The Wisdom And/or Madness of Crowds - BerislavLopac
https://ncase.me/crowds/
======
symlock
Crowds can't have "wisdom" by nature of the averaging that must occur for
binary choices/responses from a crowd.

"Knowledge of the Crowd" is the correct phrase as the storage capacity +
experience is greater the larger the crowd.

In other words, you can use a crowd to ask questions that the whole does not
need to answer: " _Has anyone every done X before?_ " but you cannot use them
to ask questions they all should reply to: " _Do you all want to do X?_ "

------
everdev
Brilliant UI.

What about contrarian nodes though? I insist on meditating and not drinking
even though my connections around me do the opposite. It feels almost like a
challenge and I wonder if they all joined me if I'd feel less attached to
those ideas.

------
empath75
Very well done. I'd like to see some puzzles with good and bad contagions at
the same time, though. Because as it is, if you're optimizing for wisdom,
you're also optimizing for binge drinking.

------
seccess
This is super cool to play around with and really illustrative.

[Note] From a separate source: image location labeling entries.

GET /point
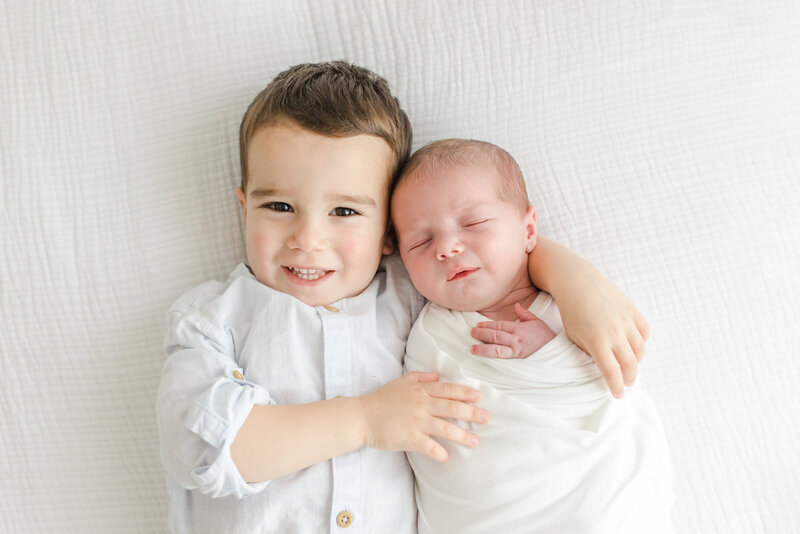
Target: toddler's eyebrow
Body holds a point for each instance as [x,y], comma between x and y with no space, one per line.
[355,199]
[261,193]
[347,199]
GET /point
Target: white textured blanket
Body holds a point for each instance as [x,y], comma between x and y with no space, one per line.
[559,453]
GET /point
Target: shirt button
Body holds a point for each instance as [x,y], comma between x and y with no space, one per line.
[344,519]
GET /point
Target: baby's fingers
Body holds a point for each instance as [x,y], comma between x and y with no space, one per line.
[491,335]
[492,351]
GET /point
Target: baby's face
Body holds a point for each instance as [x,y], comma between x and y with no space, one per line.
[316,210]
[464,247]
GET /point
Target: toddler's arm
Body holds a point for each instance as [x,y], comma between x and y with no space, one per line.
[276,440]
[597,316]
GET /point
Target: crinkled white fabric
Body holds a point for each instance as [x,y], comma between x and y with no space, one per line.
[559,453]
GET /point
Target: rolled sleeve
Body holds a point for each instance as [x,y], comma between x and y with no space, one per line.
[203,400]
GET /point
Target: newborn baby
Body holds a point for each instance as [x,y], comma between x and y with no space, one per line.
[560,453]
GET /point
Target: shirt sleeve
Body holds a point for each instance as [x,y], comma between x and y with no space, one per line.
[202,401]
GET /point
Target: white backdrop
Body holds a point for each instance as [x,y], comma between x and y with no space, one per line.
[659,139]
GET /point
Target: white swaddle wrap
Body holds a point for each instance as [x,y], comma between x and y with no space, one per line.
[559,453]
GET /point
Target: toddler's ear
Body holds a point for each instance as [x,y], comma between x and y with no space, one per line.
[242,200]
[530,229]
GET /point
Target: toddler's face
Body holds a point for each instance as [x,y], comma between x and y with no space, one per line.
[464,247]
[315,211]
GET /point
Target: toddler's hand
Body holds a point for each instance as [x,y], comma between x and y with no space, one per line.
[507,339]
[406,412]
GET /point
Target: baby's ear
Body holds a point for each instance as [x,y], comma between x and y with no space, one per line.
[389,240]
[242,200]
[530,229]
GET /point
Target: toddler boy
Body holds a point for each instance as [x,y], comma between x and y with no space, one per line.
[560,454]
[281,406]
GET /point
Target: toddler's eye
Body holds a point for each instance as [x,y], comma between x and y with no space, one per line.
[281,207]
[344,212]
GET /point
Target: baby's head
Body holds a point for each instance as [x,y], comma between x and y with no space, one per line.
[464,224]
[319,148]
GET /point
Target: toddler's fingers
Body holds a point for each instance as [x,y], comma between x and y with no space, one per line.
[627,362]
[421,377]
[450,409]
[637,343]
[454,392]
[609,367]
[449,431]
[642,326]
[488,350]
[432,448]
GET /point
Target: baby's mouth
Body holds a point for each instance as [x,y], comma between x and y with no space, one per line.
[461,272]
[307,274]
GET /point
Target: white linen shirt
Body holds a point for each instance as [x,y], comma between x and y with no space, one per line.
[236,344]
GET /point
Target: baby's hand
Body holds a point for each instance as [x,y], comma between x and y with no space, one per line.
[507,339]
[406,412]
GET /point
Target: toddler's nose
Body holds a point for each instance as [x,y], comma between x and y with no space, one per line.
[308,236]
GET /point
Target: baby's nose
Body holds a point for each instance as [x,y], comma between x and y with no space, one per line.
[448,248]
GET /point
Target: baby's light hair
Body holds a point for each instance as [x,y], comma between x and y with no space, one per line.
[438,156]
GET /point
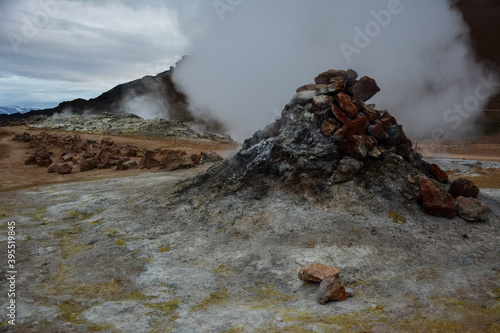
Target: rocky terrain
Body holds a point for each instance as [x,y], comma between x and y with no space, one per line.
[334,181]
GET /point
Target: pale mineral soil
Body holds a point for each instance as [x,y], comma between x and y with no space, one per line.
[119,253]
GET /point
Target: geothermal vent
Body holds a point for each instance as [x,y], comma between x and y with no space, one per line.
[328,136]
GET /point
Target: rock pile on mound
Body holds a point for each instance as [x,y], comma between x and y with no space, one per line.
[328,135]
[90,154]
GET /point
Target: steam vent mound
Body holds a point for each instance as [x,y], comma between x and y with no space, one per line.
[327,135]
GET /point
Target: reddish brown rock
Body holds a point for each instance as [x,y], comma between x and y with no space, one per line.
[472,209]
[355,127]
[64,169]
[441,176]
[107,142]
[364,88]
[330,289]
[306,87]
[68,157]
[356,146]
[88,164]
[325,77]
[322,101]
[463,188]
[148,160]
[436,201]
[327,128]
[340,115]
[347,105]
[370,112]
[174,163]
[378,132]
[31,160]
[317,272]
[209,156]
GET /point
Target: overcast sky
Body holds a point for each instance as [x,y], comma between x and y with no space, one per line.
[56,50]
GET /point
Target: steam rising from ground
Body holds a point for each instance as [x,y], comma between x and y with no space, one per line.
[254,54]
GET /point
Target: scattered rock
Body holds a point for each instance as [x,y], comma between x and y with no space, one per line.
[317,272]
[436,201]
[472,209]
[330,289]
[440,174]
[346,170]
[364,88]
[325,77]
[209,156]
[347,105]
[463,188]
[64,169]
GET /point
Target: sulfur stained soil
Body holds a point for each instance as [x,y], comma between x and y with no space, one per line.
[118,252]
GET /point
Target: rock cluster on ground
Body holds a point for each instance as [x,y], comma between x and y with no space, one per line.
[90,154]
[328,135]
[126,123]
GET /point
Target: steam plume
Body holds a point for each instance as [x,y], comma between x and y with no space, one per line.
[247,66]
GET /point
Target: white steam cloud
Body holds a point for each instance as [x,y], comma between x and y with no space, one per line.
[254,54]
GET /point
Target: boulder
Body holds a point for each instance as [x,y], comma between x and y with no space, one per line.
[370,112]
[463,188]
[68,157]
[339,114]
[327,127]
[30,160]
[355,127]
[88,164]
[64,169]
[472,209]
[127,165]
[317,272]
[347,105]
[322,101]
[335,86]
[303,97]
[364,88]
[310,86]
[330,289]
[378,132]
[325,77]
[148,160]
[441,176]
[208,156]
[346,170]
[174,163]
[436,201]
[356,146]
[107,142]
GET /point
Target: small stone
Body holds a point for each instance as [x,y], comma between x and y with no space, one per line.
[440,174]
[317,272]
[330,289]
[436,201]
[347,105]
[472,209]
[340,115]
[364,89]
[325,77]
[463,188]
[305,87]
[327,128]
[64,169]
[322,101]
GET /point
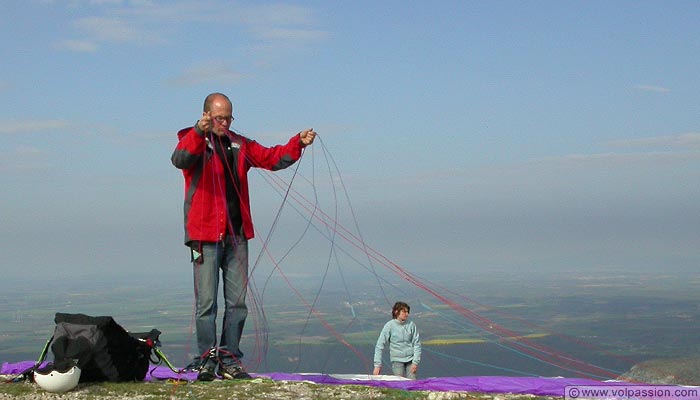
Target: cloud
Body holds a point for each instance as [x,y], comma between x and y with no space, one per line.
[272,29]
[212,72]
[652,88]
[11,127]
[691,139]
[24,159]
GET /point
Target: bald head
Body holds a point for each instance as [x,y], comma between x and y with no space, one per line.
[213,98]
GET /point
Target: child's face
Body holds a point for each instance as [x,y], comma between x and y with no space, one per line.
[402,315]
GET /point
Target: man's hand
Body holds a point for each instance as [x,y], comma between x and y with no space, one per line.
[307,137]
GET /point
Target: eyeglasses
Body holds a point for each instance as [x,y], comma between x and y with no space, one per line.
[223,120]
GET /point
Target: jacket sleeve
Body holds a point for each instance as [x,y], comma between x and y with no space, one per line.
[417,349]
[273,158]
[383,339]
[189,149]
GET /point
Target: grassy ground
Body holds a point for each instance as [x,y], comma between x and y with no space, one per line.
[249,389]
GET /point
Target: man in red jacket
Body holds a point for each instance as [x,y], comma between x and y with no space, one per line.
[215,161]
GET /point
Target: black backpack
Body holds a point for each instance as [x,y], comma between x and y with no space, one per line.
[102,349]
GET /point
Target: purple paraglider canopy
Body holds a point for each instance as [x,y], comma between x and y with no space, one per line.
[541,386]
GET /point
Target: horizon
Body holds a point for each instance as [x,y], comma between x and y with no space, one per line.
[490,136]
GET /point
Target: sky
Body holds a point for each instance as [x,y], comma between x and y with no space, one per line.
[469,136]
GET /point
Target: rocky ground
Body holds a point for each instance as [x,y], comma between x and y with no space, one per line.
[685,371]
[677,371]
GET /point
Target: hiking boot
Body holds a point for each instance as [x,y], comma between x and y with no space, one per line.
[233,372]
[206,374]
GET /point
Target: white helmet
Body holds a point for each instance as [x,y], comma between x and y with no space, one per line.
[57,382]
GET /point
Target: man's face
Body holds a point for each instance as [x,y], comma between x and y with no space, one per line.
[221,115]
[402,315]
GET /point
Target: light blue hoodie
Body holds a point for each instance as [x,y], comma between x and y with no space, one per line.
[404,342]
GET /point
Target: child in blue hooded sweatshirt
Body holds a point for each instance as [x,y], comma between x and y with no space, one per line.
[404,343]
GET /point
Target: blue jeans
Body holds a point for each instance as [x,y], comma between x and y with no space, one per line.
[402,369]
[231,258]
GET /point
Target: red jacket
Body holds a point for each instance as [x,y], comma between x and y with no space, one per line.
[206,217]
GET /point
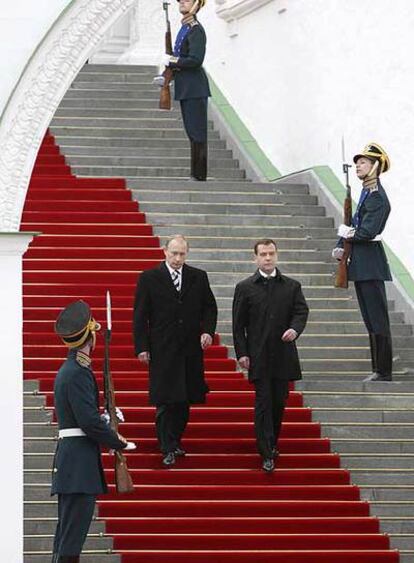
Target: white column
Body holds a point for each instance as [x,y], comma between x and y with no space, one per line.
[147,32]
[12,247]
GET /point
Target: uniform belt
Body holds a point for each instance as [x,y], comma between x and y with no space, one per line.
[71,433]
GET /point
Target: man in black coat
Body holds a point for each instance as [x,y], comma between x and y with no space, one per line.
[368,265]
[191,86]
[269,314]
[175,317]
[78,475]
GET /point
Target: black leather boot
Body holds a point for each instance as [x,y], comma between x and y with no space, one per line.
[383,359]
[199,161]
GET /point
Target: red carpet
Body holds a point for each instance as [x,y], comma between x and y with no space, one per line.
[216,506]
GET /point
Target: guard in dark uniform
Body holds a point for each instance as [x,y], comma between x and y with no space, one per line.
[368,266]
[191,83]
[78,474]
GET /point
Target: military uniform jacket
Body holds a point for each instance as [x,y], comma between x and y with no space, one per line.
[77,466]
[262,311]
[190,79]
[368,260]
[168,324]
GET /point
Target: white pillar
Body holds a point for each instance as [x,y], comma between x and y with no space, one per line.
[12,247]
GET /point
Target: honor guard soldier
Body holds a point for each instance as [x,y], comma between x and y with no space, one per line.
[191,86]
[78,475]
[368,266]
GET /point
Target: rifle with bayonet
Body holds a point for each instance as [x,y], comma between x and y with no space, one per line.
[123,480]
[165,94]
[341,279]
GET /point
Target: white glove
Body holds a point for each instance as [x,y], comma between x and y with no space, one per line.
[337,253]
[107,419]
[166,59]
[158,81]
[346,232]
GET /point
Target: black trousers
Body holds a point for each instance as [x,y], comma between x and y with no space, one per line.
[194,112]
[270,400]
[171,421]
[75,513]
[373,304]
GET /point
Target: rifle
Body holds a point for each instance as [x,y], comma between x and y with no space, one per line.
[341,279]
[123,480]
[165,94]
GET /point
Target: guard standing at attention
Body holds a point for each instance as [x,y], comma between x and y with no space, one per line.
[78,475]
[368,266]
[191,85]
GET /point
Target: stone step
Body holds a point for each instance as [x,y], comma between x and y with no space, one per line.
[190,209]
[47,526]
[236,219]
[118,68]
[101,78]
[398,509]
[88,100]
[368,430]
[380,399]
[223,244]
[138,143]
[345,386]
[338,314]
[142,88]
[378,461]
[113,111]
[130,133]
[45,543]
[397,525]
[153,172]
[383,476]
[217,186]
[139,161]
[96,557]
[108,91]
[172,123]
[392,493]
[160,152]
[256,198]
[252,232]
[363,415]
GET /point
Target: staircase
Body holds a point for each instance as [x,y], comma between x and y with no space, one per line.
[107,126]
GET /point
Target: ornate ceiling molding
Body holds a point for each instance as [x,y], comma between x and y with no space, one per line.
[39,91]
[231,10]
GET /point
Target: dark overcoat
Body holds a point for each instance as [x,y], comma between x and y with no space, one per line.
[262,311]
[368,260]
[77,466]
[168,324]
[190,79]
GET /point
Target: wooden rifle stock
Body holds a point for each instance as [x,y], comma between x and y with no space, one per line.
[341,279]
[165,94]
[123,480]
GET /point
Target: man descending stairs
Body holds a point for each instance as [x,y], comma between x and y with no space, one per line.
[107,126]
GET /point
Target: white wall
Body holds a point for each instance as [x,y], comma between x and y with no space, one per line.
[23,24]
[302,74]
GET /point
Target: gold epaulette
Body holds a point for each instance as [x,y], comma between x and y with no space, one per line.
[83,359]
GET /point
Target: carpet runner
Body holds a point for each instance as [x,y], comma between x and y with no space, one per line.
[216,505]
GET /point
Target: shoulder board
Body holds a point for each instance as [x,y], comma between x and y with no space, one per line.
[83,360]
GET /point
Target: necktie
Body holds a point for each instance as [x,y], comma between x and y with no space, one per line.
[176,280]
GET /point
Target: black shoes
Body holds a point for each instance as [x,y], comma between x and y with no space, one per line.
[268,465]
[169,459]
[377,377]
[179,452]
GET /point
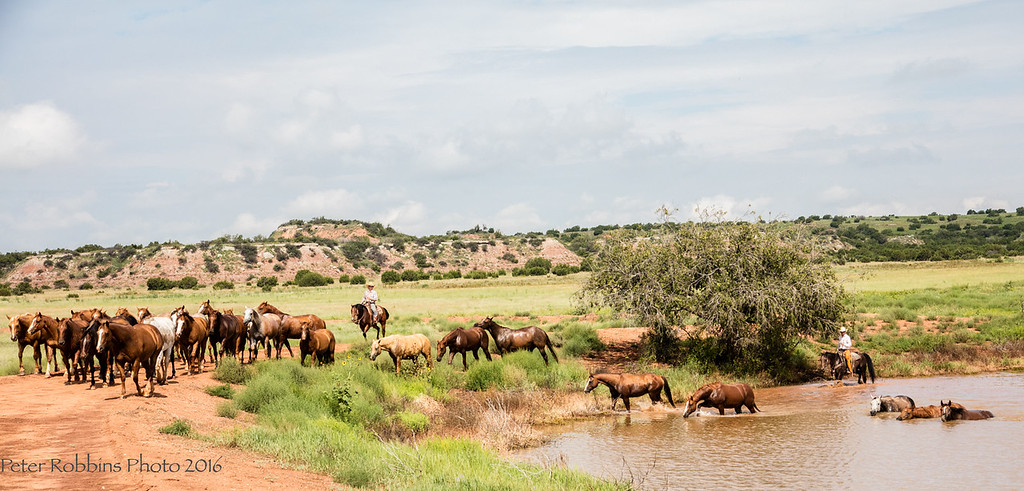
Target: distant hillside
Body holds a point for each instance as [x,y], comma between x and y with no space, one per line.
[334,248]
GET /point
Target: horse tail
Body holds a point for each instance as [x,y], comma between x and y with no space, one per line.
[668,392]
[547,340]
[870,366]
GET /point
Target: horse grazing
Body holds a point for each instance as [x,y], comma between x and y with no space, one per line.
[891,404]
[225,329]
[262,328]
[318,343]
[364,317]
[629,385]
[45,328]
[950,411]
[722,396]
[514,339]
[836,365]
[462,340]
[401,348]
[138,345]
[19,333]
[70,333]
[920,412]
[190,333]
[291,326]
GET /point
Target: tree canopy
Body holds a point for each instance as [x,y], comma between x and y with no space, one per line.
[752,288]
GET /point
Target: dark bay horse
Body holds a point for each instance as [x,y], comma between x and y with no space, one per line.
[836,365]
[192,334]
[629,385]
[136,345]
[462,340]
[514,339]
[291,326]
[722,397]
[364,317]
[950,411]
[19,333]
[318,343]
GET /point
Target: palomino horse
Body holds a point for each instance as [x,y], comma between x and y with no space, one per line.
[70,332]
[291,326]
[138,345]
[318,343]
[45,327]
[401,348]
[722,397]
[462,340]
[190,333]
[513,339]
[891,404]
[19,332]
[224,329]
[950,411]
[920,412]
[364,317]
[628,385]
[262,328]
[836,365]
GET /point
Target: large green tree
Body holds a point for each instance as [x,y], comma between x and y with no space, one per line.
[754,287]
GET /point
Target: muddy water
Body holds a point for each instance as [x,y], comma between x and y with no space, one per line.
[810,436]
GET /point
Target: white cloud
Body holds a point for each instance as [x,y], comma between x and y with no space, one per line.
[37,134]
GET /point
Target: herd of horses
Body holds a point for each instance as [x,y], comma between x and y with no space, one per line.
[130,344]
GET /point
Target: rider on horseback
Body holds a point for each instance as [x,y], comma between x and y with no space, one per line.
[845,344]
[370,299]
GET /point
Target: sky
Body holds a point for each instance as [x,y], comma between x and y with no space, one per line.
[132,122]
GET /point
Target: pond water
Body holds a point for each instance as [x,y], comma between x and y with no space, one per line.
[809,437]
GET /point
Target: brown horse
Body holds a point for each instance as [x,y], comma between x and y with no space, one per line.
[364,317]
[318,343]
[462,340]
[19,333]
[291,326]
[192,334]
[70,333]
[921,412]
[514,339]
[138,345]
[628,385]
[46,328]
[950,411]
[224,328]
[401,348]
[722,397]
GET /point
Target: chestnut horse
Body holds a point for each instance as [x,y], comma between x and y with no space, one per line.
[462,340]
[19,332]
[190,333]
[138,345]
[364,317]
[225,329]
[920,412]
[514,339]
[291,326]
[45,327]
[950,411]
[628,385]
[262,328]
[722,397]
[401,348]
[318,343]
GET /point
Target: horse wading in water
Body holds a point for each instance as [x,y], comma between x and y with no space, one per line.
[628,385]
[722,397]
[462,340]
[514,339]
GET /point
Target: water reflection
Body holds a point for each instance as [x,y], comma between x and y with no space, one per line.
[811,436]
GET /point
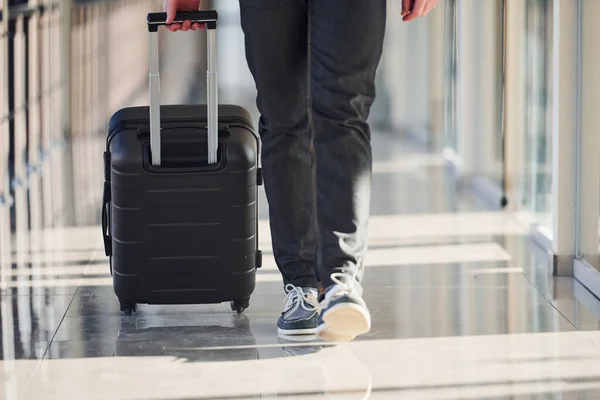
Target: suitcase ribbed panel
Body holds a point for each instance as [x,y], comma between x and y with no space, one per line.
[183,233]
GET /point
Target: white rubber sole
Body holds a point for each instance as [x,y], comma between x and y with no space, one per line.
[296,332]
[344,322]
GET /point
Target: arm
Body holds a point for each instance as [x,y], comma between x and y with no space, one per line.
[413,9]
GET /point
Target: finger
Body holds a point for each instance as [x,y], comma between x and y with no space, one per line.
[419,8]
[406,6]
[187,24]
[174,27]
[171,11]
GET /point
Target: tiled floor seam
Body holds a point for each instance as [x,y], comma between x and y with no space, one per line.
[37,369]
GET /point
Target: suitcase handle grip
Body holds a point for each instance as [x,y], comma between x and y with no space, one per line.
[212,99]
[203,17]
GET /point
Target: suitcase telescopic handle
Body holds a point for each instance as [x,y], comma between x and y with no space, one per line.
[212,100]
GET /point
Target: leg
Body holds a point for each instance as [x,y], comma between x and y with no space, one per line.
[276,35]
[346,46]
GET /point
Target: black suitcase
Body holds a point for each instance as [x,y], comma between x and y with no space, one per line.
[179,212]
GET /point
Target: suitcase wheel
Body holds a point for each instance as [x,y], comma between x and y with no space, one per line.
[128,307]
[239,306]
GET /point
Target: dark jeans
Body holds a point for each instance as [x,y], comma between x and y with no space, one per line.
[314,64]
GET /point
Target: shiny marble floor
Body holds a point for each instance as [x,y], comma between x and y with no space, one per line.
[463,308]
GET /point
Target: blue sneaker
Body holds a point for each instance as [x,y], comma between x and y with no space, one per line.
[344,314]
[301,312]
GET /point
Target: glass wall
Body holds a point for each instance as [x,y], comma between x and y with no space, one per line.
[536,181]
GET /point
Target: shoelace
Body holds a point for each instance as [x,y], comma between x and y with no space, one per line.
[304,299]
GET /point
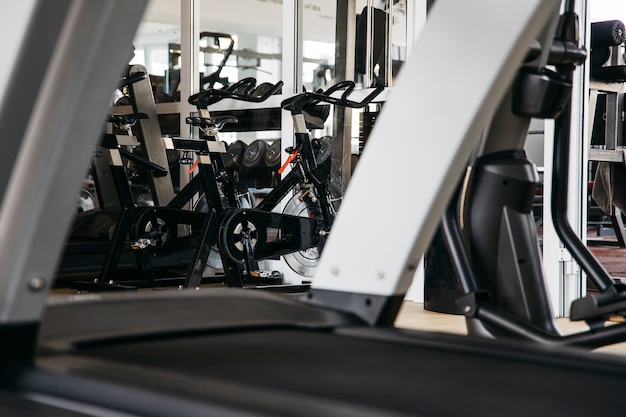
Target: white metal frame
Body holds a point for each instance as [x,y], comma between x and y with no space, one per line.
[63,127]
[380,257]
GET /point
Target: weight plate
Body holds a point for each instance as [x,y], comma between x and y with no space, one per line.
[152,229]
[254,154]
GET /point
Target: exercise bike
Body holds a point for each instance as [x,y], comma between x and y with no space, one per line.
[244,236]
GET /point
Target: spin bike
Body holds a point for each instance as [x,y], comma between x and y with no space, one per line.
[243,236]
[496,253]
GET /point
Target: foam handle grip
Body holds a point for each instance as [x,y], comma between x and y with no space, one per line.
[607,33]
[599,56]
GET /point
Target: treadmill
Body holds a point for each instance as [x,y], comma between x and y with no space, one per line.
[232,352]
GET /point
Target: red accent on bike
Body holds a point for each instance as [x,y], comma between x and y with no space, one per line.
[193,167]
[288,161]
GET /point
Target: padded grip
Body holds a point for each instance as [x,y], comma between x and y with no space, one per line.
[607,33]
[599,56]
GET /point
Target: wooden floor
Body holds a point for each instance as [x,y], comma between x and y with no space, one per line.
[413,316]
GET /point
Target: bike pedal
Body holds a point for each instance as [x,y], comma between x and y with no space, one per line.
[264,276]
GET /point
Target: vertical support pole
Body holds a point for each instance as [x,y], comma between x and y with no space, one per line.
[291,66]
[189,77]
[345,35]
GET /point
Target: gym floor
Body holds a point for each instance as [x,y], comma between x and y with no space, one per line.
[414,316]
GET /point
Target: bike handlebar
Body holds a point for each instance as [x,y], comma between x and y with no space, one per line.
[242,90]
[297,102]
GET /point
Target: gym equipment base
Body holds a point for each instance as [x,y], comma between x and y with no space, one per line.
[176,353]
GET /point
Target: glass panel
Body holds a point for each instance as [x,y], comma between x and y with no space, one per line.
[239,39]
[385,53]
[157,47]
[319,45]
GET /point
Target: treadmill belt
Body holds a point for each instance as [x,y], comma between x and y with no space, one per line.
[397,373]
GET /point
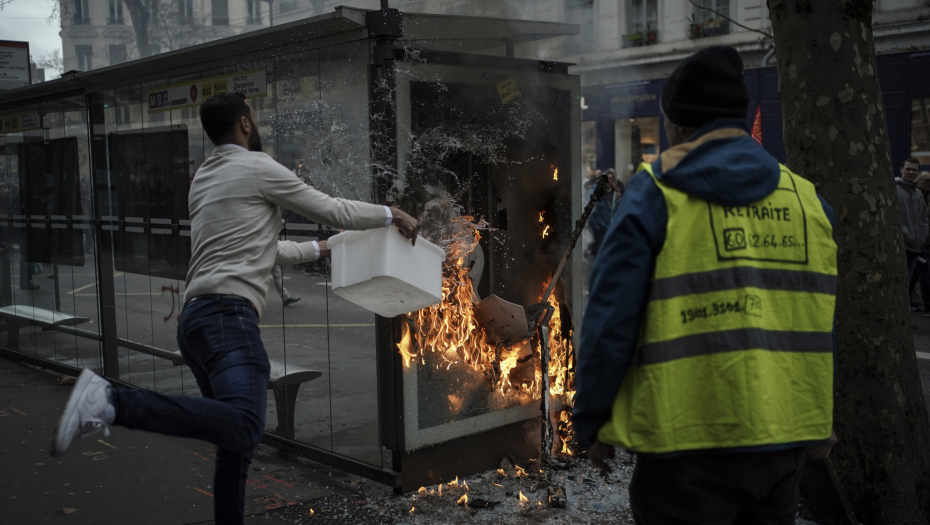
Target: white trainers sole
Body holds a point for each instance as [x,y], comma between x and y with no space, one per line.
[70,425]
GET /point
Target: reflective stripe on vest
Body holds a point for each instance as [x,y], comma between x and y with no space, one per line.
[736,344]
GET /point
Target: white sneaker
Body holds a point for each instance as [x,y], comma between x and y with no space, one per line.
[89,410]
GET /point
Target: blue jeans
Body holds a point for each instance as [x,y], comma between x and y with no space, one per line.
[221,343]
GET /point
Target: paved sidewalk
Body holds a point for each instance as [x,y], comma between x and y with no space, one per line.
[131,477]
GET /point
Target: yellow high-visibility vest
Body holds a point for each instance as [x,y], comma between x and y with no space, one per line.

One thing I noticed about the game is that I was able to "solve" some puzzles
by accident when I went to erase a set of edges at once. I guess at some step
during removing edges the puzzle was solved, but the game both registered the
puzzle was complete AND applied the rest of the erasures afterwards. This lead
to me moving to the next screen when the network didn't satisfy the
requirement, so I didn't get to see the actual solution.

I would recommend changing the game so that it either waits for the user to
let go of the mouse button (ie all the edits are applied before checking for
correctness), or ignoring edits for a set period of time after the solution is
found.

------
talkingtab
Very interesting and helpful. It would be nice to have an "answer page" since
I was at times struggling with how to get the answer. But really good! thanks!

------
cs702
This is a _fantastic_ interactive introduction to networks that anyone can
understand.

It deserves to be seen by as many people as possible.